I have a testimony!
For over a year, I've noticed a thunking sound in my right hip, but only when I would do Pilates or some other exercise that involved moving my leg back and forth.
Last Saturday, while I was shopping at Walmart, I became aware of a catching, clicking feeling in my hip. It was causing me consistently worse pain, so I went to see my rheumatologist on Wednesday. He said my hip function and rotation seemed fine and it was probably just the joint cartilage starting to wear some. Not the kind of news I wanted to hear.
The pain was constant and nagging, and although not excruciating, my focus was on it. So I am embarrassed to admit that I didn't pray about it. I just accepted it as something I was going to have to deal with. By Friday, it was to the point of clicking if I just shifted my weight from leg to leg while standing.
Today, a pastor at our church asked to pray for me. I said okay just out of respect for him. So we went to the back of the church (this was before the service got going) and my husband and another woman prayed with me and this pastor. He then asked me to get up and raise my right and left legs alternately, and to thank God for healing me. I started to thank him for praying and to go sit down, but he stopped me and asked how my hip was now.
I took a few steps and turned around and said, "It's not clicking," but clicking came out as a sob because I was truly amazed.
God healed this hip thing, whatever it was.

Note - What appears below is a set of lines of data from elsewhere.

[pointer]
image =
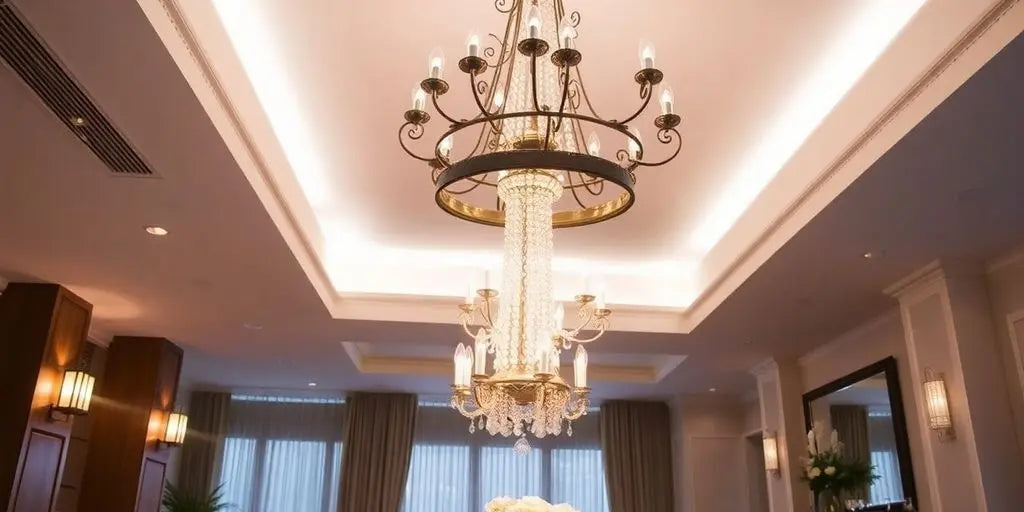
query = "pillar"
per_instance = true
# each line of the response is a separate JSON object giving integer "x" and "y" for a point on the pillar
{"x": 42, "y": 332}
{"x": 779, "y": 389}
{"x": 947, "y": 325}
{"x": 126, "y": 466}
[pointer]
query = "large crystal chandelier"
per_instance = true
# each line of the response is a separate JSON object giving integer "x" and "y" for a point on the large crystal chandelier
{"x": 529, "y": 167}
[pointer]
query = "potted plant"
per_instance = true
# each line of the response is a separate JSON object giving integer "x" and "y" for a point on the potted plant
{"x": 828, "y": 473}
{"x": 177, "y": 500}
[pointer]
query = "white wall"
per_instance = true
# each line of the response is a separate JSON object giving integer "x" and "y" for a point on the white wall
{"x": 708, "y": 446}
{"x": 871, "y": 342}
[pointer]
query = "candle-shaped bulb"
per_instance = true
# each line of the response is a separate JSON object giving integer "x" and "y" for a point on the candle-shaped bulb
{"x": 458, "y": 359}
{"x": 419, "y": 98}
{"x": 634, "y": 143}
{"x": 436, "y": 62}
{"x": 559, "y": 317}
{"x": 566, "y": 33}
{"x": 473, "y": 44}
{"x": 668, "y": 100}
{"x": 444, "y": 146}
{"x": 646, "y": 55}
{"x": 580, "y": 367}
{"x": 480, "y": 353}
{"x": 534, "y": 23}
{"x": 593, "y": 144}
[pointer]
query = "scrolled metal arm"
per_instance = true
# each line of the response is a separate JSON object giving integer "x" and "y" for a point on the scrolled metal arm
{"x": 665, "y": 136}
{"x": 414, "y": 133}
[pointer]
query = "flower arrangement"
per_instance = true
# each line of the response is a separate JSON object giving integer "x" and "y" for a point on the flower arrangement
{"x": 828, "y": 472}
{"x": 526, "y": 504}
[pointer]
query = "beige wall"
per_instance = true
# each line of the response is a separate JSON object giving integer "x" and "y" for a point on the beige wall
{"x": 708, "y": 444}
{"x": 1006, "y": 290}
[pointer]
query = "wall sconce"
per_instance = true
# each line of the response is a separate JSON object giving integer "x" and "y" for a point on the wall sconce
{"x": 937, "y": 402}
{"x": 770, "y": 443}
{"x": 174, "y": 431}
{"x": 75, "y": 395}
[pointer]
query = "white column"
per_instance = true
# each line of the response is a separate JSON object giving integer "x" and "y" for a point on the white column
{"x": 947, "y": 327}
{"x": 780, "y": 393}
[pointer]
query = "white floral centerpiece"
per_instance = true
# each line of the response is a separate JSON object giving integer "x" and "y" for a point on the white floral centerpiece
{"x": 526, "y": 504}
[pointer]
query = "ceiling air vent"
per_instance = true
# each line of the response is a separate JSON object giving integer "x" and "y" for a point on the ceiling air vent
{"x": 28, "y": 56}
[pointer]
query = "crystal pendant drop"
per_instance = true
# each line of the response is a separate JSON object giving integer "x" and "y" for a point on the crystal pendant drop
{"x": 522, "y": 445}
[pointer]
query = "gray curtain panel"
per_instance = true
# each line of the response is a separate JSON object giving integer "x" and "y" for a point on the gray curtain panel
{"x": 850, "y": 423}
{"x": 378, "y": 450}
{"x": 201, "y": 453}
{"x": 636, "y": 438}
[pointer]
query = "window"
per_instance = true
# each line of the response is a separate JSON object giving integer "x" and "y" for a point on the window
{"x": 455, "y": 471}
{"x": 283, "y": 455}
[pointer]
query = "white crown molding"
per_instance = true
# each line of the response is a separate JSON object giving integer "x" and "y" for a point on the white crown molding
{"x": 388, "y": 365}
{"x": 854, "y": 335}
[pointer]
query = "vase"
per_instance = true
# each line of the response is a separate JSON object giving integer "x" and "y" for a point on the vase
{"x": 827, "y": 501}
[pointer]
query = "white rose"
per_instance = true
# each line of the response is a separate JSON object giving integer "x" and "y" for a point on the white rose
{"x": 500, "y": 504}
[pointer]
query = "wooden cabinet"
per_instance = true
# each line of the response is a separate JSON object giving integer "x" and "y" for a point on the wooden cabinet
{"x": 42, "y": 332}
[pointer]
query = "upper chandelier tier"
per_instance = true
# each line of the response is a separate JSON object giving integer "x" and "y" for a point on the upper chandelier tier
{"x": 538, "y": 120}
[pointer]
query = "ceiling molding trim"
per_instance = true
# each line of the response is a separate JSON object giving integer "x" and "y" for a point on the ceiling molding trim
{"x": 927, "y": 274}
{"x": 380, "y": 365}
{"x": 765, "y": 370}
{"x": 1013, "y": 257}
{"x": 817, "y": 195}
{"x": 173, "y": 29}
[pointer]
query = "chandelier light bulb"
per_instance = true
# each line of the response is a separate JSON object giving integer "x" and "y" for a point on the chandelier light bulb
{"x": 444, "y": 146}
{"x": 473, "y": 44}
{"x": 593, "y": 144}
{"x": 566, "y": 33}
{"x": 419, "y": 98}
{"x": 534, "y": 23}
{"x": 646, "y": 55}
{"x": 668, "y": 100}
{"x": 580, "y": 367}
{"x": 559, "y": 317}
{"x": 631, "y": 142}
{"x": 436, "y": 62}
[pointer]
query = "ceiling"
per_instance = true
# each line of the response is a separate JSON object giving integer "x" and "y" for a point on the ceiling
{"x": 239, "y": 283}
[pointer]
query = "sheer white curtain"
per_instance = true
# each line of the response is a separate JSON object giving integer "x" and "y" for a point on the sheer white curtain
{"x": 283, "y": 455}
{"x": 456, "y": 471}
{"x": 882, "y": 438}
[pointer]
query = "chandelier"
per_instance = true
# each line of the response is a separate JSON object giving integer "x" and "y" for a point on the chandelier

When I went back to my seat, I felt humbled that God would touch me when I seemingly had no faith in His desire to do so. This scripture kept coming to my mind:
"And He said to them, “Because of the littleness of your faith; for truly I say to you, if you have faith the size of a mustard seed, you will say to this mountain, ‘Move from here to there,’ and it will move; and nothing will be impossible to you," (Matthew 17:20 NASB, emphasis mine).How often have I missed the miraculous because I haven't treated prayer as the powerful tool it is? And I wonder, with the promise in the Bible that we will do greater works than Jesus, what could we accomplish if we truly took God at His word and walked by faith not by sight?